The evidence on using a mask, other than a surgical mask, is still ongoing. There does appear to be a benefit. However, the precise parameters of which are the best masks and the extent to how much they protect the mask wearer and those around them are being determined still. It is probably better to have a tighter fitting mask around the face. However, the Centers for Disease Control and Prevention in the US suggests that any kind of covering is better than none, including a bandana.
One study conducted in the US looked at which house materials removed particles of 0.3 to 1.0 microns in diameter is best, which is the normal size of bacteria and viruses. That conclusion was that good options include multiple material layers, heavyweight quilters cotton, and vacuum cleaner bags. Bandana and scarves materials were not as effective but did still capture some of the particles.
How do you safely take a mask on and off?
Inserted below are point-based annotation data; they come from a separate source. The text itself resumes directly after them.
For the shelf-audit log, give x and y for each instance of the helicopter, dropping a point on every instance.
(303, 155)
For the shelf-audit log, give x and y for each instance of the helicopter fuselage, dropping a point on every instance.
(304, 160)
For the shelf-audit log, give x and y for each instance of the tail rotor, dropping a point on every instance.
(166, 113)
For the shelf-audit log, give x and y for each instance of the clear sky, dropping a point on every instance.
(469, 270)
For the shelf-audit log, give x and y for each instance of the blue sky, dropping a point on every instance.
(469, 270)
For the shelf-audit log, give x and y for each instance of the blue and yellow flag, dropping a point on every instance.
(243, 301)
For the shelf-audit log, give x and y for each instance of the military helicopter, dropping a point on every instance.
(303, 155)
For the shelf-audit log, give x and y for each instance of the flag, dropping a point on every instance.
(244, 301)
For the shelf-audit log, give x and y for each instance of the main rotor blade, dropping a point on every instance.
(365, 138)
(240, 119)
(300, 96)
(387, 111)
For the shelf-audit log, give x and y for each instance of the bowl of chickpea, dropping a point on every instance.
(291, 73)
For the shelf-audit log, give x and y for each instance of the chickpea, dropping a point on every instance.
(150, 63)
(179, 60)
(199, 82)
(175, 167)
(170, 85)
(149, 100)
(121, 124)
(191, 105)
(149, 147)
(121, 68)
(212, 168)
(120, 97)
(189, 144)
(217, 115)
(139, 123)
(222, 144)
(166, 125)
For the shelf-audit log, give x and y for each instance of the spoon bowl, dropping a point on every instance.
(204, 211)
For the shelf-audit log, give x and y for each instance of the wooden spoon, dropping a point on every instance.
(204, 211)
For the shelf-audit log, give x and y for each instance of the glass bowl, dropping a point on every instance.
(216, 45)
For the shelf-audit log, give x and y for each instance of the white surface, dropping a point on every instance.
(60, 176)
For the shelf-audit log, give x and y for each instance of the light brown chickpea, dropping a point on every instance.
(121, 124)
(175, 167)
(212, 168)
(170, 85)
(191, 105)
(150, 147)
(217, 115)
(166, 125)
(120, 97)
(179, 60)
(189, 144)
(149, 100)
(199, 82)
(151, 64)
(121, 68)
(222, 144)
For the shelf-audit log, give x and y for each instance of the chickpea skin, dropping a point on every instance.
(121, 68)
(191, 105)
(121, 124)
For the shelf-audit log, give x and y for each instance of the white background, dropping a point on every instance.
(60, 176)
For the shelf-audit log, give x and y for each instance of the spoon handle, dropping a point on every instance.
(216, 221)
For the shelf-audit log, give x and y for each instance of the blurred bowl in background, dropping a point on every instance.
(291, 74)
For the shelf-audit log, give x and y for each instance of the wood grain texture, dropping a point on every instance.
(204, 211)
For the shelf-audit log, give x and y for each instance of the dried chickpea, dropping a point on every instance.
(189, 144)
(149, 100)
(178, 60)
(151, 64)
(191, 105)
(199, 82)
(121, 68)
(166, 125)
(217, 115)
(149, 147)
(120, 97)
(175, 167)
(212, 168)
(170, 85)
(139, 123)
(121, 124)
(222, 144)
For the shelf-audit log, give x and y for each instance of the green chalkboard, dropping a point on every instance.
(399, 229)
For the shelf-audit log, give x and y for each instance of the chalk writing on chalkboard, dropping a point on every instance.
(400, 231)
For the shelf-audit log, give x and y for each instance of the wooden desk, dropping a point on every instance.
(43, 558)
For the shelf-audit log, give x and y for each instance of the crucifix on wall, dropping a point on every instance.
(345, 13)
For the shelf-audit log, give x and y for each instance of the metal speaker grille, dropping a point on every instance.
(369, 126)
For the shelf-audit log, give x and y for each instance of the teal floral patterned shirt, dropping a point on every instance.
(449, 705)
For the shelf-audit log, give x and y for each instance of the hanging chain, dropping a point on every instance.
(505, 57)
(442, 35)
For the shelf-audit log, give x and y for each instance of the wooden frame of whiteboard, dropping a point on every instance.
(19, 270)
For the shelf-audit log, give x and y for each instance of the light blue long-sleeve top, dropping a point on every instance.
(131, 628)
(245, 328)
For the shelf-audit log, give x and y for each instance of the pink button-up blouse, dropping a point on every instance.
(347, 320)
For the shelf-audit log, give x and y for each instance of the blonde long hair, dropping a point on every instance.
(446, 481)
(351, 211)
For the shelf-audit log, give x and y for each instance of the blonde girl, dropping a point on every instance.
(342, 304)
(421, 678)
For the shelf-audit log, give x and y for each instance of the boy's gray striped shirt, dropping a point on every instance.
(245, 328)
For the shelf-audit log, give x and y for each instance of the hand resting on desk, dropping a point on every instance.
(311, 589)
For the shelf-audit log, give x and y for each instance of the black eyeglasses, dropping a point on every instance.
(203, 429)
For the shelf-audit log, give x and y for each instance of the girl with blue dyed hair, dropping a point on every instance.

Before you put a mask on, thoroughly wash your hands with water and soap. Cover your nose and mouth was a mask and then make sure that are not any gaps between your mask and face. While using it, avoid touching your mask. If you do, then wash your hands. When your mask gets damp, replace it. To take your mask off, use elastic tags, and do not touch the front. Then immediately discard it into a closed bin. If your mask is reusable, place it in your washing machine directly.
How often does your mask need to be washed?
You should wash it after each use. It is suggested by the CDC that you wash it “routinely.”
Are there any environmental concerns?
Many masks that are commercially available are made out of layers of plastics and have been designed as single-use masks. University College London scientists conducted an analysis that showed that if every individual in the UK were to use a single-use mask daily for one year, it would create an additional 66,000 tonnes in contaminated plastic waste. If the general population used reusable masks it would significantly reduce the amount of plastic waste and impact on climate change more than any policy requirements on wearing a face mask, says the UCL team. They said that based on the best evidence that reusable masks can do most of the tasks that single-use masks do without adding to the waste stream.